Vols trip Cocks in OT

Same song, different key.

The South Carolina Gamecocks have given Tennessee's football team fits the past four years, yet each time the Vols made a big play at game's end to pull out the victory. Three years in a row the key was Casey Clausen. He hit Donte' Stallworth with a 23-yard pass on third-and-14 to extend the game-winning drive three years ago in Columbia. He hit Bobby Graham with a 32-yard strike on third-and-21 to fuel the game-winning drive two years ago in Knoxville. Then Clausen scored himself on a five-yard bootleg to provide the clinching fourth-quarter TD last season in Columbia.

This time, however, there was a new key ... James Banks.

Banks beat All-SEC cornerback Dunta Robinson on a fade route, then gathered in a four-yard toss from Clausen to provide the winning margin in overtime as the Vols nipped the Gamecocks 23-20 Saturday night at Neyland Stadium.

''It was a great throw,'' Vol head man Phillip Fulmer said, ''and an even better catch. James Banks is a playmaker.''

The game was tied at 17-all through four quarters. Tennessee's scores came on a nine-yard pass from Clausen to C.J. Fayton, a three-yard run by Cedric Houston and a 33-yard field goal by James Wilhoit. Carolina's points came on a one-yard run by Daccus Turman, a one-yard pass from Dondrial Pinkins to Hart Turner and a 37-yard field goal by Daniel Weaver.

Weaver booted another field goal, a 24-yarder, to give Carolina a 20-17 lead in overtime. After four Houston runs left Tennessee facing a third-and-goal at the Gamecock 4-yard line, the Vols needed a big play to win the game. They got one.

''I told James I was coming to him,'' Clausen said. ''Big players make big plays, and this was a big win for us.''

Banks said Houston's success running on the previous four plays made the touchdown pass easier to execute.

''Cedric Houston ran the ball down there. Because he was running the ball so well, I came around and told Casey, 'If it's one-on-one (coverage) over there, throw me the ball, man.' He looked at me and said, 'Here it comes.' ''

Fulmer noted that his team ''found a way to make the plays to win,'' but conceded that his team ''didn't do well at anything ... except the punting.''

Fortunately for the Vols, punter Dustin Colquitt had a career day, averaging 51.7 yards per kick and putting three punts inside the Carolina five-yard line.

''He certainly won the game tonight,'' Fulmer said, subsequently noting that, ''We had field position all night, and Carolina never did.''

Asked how he felt about losing every phase of the game except the punting, the Vol boss took exception to the comment.

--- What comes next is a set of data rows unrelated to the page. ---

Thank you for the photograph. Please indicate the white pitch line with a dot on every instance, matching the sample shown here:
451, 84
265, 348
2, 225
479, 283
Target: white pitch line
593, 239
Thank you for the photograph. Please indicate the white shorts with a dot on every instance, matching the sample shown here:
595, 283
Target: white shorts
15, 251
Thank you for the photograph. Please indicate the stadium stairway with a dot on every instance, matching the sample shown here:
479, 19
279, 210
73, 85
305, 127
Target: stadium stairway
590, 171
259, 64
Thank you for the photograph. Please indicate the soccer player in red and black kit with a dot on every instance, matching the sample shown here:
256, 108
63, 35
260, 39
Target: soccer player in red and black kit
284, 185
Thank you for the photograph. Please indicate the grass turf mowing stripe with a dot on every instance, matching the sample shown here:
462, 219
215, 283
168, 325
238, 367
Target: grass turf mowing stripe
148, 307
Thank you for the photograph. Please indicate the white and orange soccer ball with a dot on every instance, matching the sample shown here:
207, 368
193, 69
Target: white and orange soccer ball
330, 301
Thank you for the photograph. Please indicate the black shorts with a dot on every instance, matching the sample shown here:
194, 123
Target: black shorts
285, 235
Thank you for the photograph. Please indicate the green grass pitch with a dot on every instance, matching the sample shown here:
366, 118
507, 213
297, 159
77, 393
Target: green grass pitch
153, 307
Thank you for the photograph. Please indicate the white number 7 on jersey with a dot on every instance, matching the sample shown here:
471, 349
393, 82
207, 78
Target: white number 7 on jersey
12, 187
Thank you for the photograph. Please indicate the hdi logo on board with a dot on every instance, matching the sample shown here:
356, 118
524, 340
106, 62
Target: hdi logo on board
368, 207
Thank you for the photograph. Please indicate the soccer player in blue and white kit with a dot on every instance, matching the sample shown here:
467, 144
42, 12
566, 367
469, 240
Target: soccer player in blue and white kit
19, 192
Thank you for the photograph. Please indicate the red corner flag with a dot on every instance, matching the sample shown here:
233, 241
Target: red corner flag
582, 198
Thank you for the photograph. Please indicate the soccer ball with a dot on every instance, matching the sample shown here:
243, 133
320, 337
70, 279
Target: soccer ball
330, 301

''They (Gamecocks) didn't beat us in every phse but punting,'' he quipped. ''We had more points, so we won THAT phase.''

Carolina kept the game close thanks to freshman running back Demetris Summers, who shredded Tennessee's defense for 158 yards on 27 carries. Fulmer called Summers ''a very fine back'' but added that the Vols ''didn't tackle well.''

UT defensive end Constantin Ritzmann thought much of Summers' success could be attributed to South Carolina's scheming.

''It was the scheme; it wasn't only him,'' Ritzmann said. ''He did a good job running the ball but there were a lot of misdirection plays where they'd start him one way, then cut back to the other side. And we had some alignment problems. We'll do better next game.... This is not going to happen again.''

Clausen finished 13 of 22 passing for 149 yards and two touchdowns. Cedric Houston paced UT rishers with 86 yards on 24 carries. Banks caught three balls for 28 yards and a touchdown. C.J. Fayton caught a nine-yard touchdown pass and turned a lateral into a 15-yard gain. Tony Brown had two catches for 51 yards. James Wilhoit nailed a 33-yard field goal and put several kickoffs deep in the end zone for touchbacks.

Like Tennessee's offense, the Vol defense struggled all evening. Though statistically one of the SEC's weaker offenses, South Carolina shredded Tennessee for 371 yards, including 217 rushing yards. Dondrial Pinkins completed just 12 of 29 passes but included gains of 43, 29, 27 and 21 yards among his completions.

''The quarterback threw the ball exceptionally well,'' Fulmer noted. ''He's dangerous when he gets hot.''

Still, Tennessee's poor defensive play made Pinkins & Company look better than they probably are.

''Our defense was suspect,'' Fulmer conceded. ''We gave up too many big plays.''

Finally, the coach hinted that his team may have been emotionally drained by last weekend's big win at Florida.

''So much (of performing well) is being emotionally ready to play your best,'' he said. ''We may have left a little bit on the field last week.''

Indeed. Tennessee seemed a little bit flat all night. But when the fourth quarter came -- as always seems to be the case against South Carolina -- the Vols reached into their bag of tricks and came up with a big play.

It was the same old song, except with a different key.